Before our very eyes, the National Football League — notably Commissioner Roger Goodell and various team executives and owners — is putting on a show of horrific leadership in the midst of domestic violence allegations against certain NFL players. The current wave of media attention followed the public posting of video footage showing now former Baltimore Ravens star Ray Rice delivering a knockout punch to his then-fiancee (and now wife) and then dragging her body out of an elevator. Days later, Minnesota Vikings star Adrian Peterson was indicted on child abuse charges. More stories involving other NFL players are now popping up.

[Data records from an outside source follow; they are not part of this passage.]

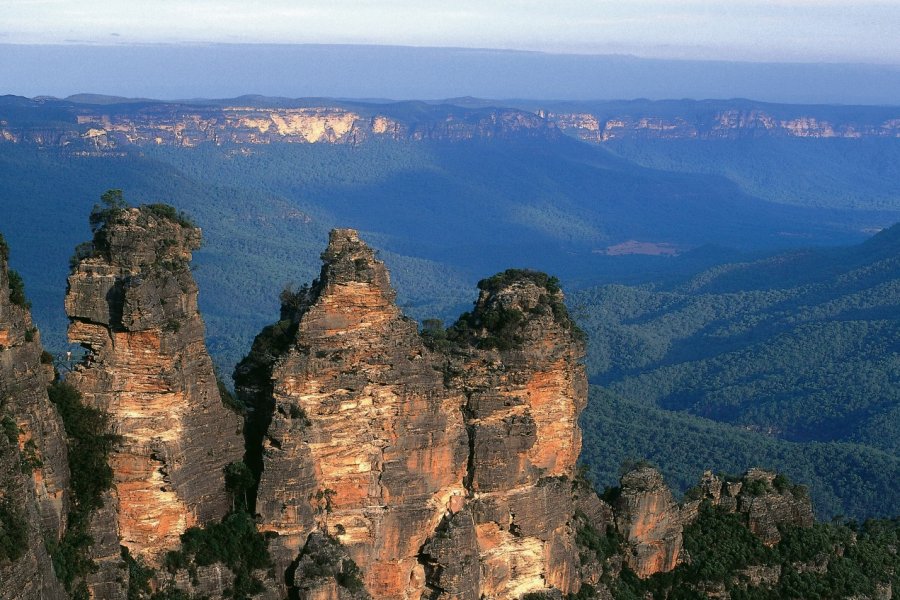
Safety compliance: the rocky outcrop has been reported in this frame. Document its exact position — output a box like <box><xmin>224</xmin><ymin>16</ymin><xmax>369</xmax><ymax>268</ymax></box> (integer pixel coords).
<box><xmin>241</xmin><ymin>230</ymin><xmax>587</xmax><ymax>599</ymax></box>
<box><xmin>613</xmin><ymin>467</ymin><xmax>684</xmax><ymax>578</ymax></box>
<box><xmin>246</xmin><ymin>230</ymin><xmax>467</xmax><ymax>598</ymax></box>
<box><xmin>0</xmin><ymin>236</ymin><xmax>69</xmax><ymax>600</ymax></box>
<box><xmin>0</xmin><ymin>100</ymin><xmax>558</xmax><ymax>154</ymax></box>
<box><xmin>698</xmin><ymin>469</ymin><xmax>815</xmax><ymax>546</ymax></box>
<box><xmin>66</xmin><ymin>205</ymin><xmax>243</xmax><ymax>572</ymax></box>
<box><xmin>448</xmin><ymin>270</ymin><xmax>587</xmax><ymax>598</ymax></box>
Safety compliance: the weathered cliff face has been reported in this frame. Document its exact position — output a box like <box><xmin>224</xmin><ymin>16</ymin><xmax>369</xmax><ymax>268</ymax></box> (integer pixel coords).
<box><xmin>699</xmin><ymin>469</ymin><xmax>815</xmax><ymax>546</ymax></box>
<box><xmin>0</xmin><ymin>101</ymin><xmax>558</xmax><ymax>154</ymax></box>
<box><xmin>66</xmin><ymin>205</ymin><xmax>243</xmax><ymax>579</ymax></box>
<box><xmin>250</xmin><ymin>230</ymin><xmax>467</xmax><ymax>598</ymax></box>
<box><xmin>542</xmin><ymin>106</ymin><xmax>900</xmax><ymax>143</ymax></box>
<box><xmin>235</xmin><ymin>230</ymin><xmax>587</xmax><ymax>600</ymax></box>
<box><xmin>0</xmin><ymin>237</ymin><xmax>69</xmax><ymax>599</ymax></box>
<box><xmin>450</xmin><ymin>271</ymin><xmax>587</xmax><ymax>598</ymax></box>
<box><xmin>614</xmin><ymin>467</ymin><xmax>684</xmax><ymax>578</ymax></box>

The Ray Rice story is the most factually developed, at least for now. If you want a sense of the culture of the NFL’s front office and the character of some of its leaders, start by reading this excellent investigative report by ESPN’s Don Van Natta, Jr., and Kevin Van Valkenburg, “Rice case: Purposeful misdirection by team, scant investigation by NFL“:

Just hours after running back Ray Rice knocked out his then-fiancée with a left hook at the Revel Casino Hotel in Atlantic City, New Jersey, the Baltimore Ravens’ director of security, Darren Sanders, reached an Atlantic City police officer by phone. While watching surveillance video — shot from inside the elevator where Rice’s punch knocked his fiancée unconscious — the officer, who told Sanders he just happened to be a Ravens fan, described in detail to Sanders what he was seeing.

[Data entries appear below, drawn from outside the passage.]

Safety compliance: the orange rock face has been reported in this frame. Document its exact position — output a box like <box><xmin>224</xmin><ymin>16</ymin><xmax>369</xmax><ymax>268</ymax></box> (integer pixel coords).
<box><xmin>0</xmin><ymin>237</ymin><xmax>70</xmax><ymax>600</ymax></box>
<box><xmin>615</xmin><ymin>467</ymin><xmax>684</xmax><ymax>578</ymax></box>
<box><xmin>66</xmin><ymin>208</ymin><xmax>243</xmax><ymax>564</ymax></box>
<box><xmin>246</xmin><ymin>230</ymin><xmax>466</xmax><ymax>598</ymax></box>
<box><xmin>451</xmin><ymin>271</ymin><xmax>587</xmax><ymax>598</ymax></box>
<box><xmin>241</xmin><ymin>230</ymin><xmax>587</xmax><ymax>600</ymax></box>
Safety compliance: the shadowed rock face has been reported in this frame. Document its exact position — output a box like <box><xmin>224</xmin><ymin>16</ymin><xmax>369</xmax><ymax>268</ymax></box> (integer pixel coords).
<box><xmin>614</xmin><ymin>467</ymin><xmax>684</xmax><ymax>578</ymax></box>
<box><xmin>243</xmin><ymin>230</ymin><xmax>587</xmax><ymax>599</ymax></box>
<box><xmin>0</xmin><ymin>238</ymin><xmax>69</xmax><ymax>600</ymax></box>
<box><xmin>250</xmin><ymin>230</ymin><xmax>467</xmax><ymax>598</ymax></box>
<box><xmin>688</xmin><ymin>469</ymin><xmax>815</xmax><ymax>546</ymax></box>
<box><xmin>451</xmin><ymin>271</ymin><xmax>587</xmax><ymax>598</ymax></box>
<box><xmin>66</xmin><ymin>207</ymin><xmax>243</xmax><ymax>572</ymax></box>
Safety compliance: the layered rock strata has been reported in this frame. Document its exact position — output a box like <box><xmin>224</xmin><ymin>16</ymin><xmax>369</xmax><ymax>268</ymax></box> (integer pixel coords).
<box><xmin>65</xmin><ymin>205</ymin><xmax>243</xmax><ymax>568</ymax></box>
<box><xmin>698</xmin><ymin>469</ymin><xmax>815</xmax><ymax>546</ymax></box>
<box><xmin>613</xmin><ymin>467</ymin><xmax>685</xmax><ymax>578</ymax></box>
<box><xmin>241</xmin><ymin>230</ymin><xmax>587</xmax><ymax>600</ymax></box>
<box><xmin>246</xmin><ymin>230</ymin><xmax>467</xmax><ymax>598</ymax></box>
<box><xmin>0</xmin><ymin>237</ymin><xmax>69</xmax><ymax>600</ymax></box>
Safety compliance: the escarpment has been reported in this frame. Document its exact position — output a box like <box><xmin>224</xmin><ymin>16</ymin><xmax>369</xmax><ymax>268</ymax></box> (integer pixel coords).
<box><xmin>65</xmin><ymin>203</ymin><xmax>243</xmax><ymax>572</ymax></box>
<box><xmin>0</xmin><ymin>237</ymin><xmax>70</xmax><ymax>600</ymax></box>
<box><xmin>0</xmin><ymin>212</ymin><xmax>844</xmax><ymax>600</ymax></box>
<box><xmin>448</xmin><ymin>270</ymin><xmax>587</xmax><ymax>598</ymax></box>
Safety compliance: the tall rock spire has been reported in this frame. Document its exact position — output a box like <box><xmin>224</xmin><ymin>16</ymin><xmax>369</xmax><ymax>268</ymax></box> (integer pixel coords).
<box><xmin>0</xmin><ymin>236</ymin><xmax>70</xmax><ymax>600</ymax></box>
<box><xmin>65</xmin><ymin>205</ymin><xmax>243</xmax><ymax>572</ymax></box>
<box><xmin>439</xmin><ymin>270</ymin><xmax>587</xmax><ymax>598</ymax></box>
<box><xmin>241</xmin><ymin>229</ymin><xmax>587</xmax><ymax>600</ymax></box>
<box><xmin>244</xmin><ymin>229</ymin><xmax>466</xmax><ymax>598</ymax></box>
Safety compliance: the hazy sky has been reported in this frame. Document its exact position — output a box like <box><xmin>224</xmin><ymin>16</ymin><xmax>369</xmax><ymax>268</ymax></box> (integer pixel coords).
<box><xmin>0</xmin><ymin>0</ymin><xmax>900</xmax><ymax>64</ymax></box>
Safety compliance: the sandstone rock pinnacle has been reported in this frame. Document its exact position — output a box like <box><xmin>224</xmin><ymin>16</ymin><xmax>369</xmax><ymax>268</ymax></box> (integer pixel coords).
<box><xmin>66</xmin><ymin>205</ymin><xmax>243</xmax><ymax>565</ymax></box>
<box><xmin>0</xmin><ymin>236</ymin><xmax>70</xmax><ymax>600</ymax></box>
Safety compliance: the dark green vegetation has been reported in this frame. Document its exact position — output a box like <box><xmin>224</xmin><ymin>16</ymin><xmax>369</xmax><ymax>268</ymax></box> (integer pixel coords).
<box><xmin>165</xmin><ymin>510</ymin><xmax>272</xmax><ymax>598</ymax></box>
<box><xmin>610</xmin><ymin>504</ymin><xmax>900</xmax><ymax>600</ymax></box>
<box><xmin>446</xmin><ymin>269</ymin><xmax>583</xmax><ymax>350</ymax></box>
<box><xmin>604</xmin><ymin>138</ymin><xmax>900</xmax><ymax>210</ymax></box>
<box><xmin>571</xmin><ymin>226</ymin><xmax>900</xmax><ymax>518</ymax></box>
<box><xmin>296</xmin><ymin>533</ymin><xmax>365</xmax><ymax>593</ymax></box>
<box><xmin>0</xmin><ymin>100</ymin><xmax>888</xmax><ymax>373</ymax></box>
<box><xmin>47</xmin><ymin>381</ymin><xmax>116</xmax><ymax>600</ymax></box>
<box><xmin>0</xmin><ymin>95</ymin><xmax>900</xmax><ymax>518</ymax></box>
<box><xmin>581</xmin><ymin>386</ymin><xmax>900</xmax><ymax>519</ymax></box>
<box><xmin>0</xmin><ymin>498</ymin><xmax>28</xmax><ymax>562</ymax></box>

Sanders quickly relayed the damning video’s play-by-play to team executives in Baltimore, unknowingly starting a seven-month odyssey that has mushroomed into the biggest crisis confronting a commissioner in the NFL’s 94-year history.

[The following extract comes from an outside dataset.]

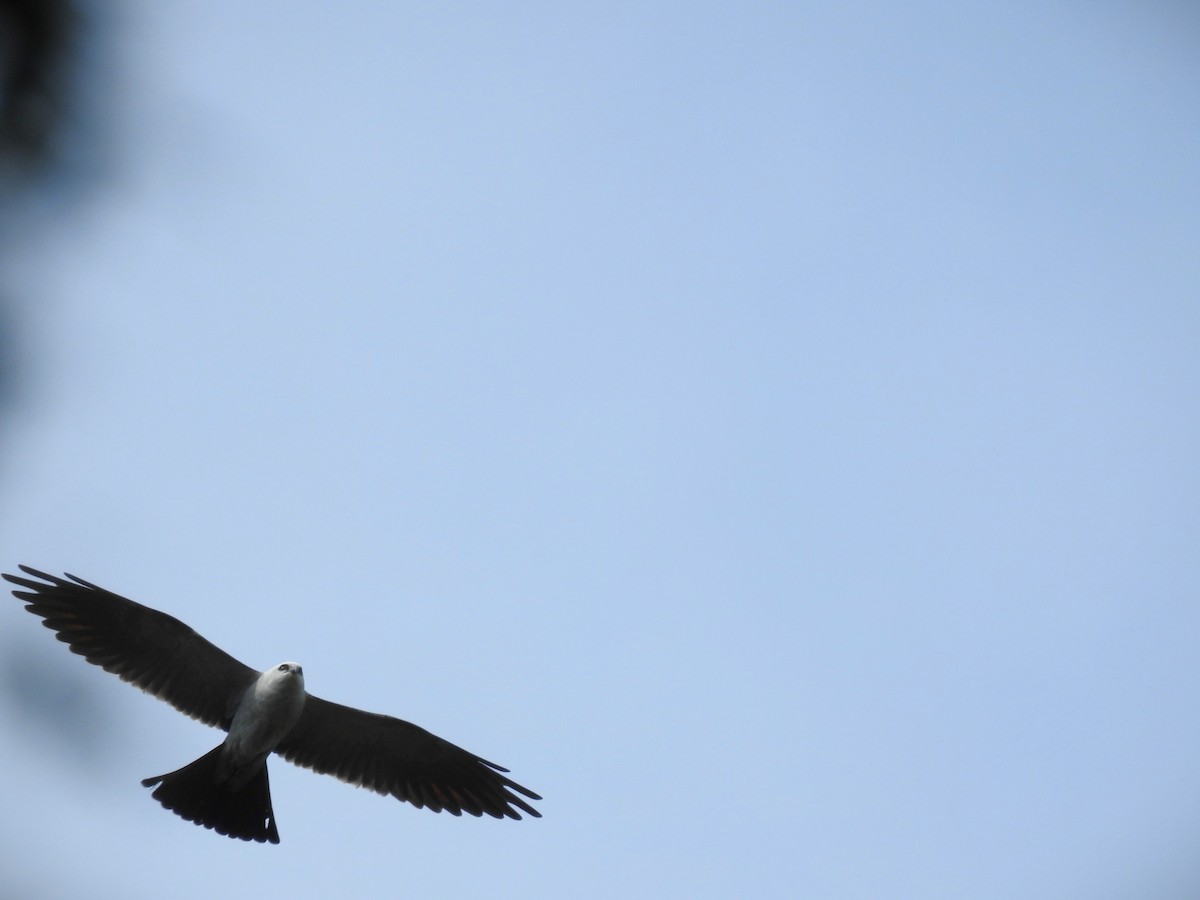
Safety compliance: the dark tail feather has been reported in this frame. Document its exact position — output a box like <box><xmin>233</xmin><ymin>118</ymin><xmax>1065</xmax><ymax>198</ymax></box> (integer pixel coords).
<box><xmin>142</xmin><ymin>746</ymin><xmax>280</xmax><ymax>844</ymax></box>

“Outside the Lines” interviewed more than 20 sources over the past 11 days — team officials, current and former league officials, NFL Players Association representatives and associates, advisers and friends of Rice — and found a pattern of misinformation and misdirection employed by the Ravens and the NFL since that February night.

I submit that this story carries relevance far beyond the world of professional sports. In particular, the actions of Commissioner Goodell and Baltimore Ravens executives mimic those of countless other organizational leaders when presented with allegations of domestic violence, sexual harassment or assault, school bullying, or workplace bullying lodged against people they wish to protect due to personal ties or business interests. Whether the claims are directed at a powerful senior executive, a “rainmaking” business partner, a team’s star quarterback, or a golf buddy, they simply choose not to do the right thing.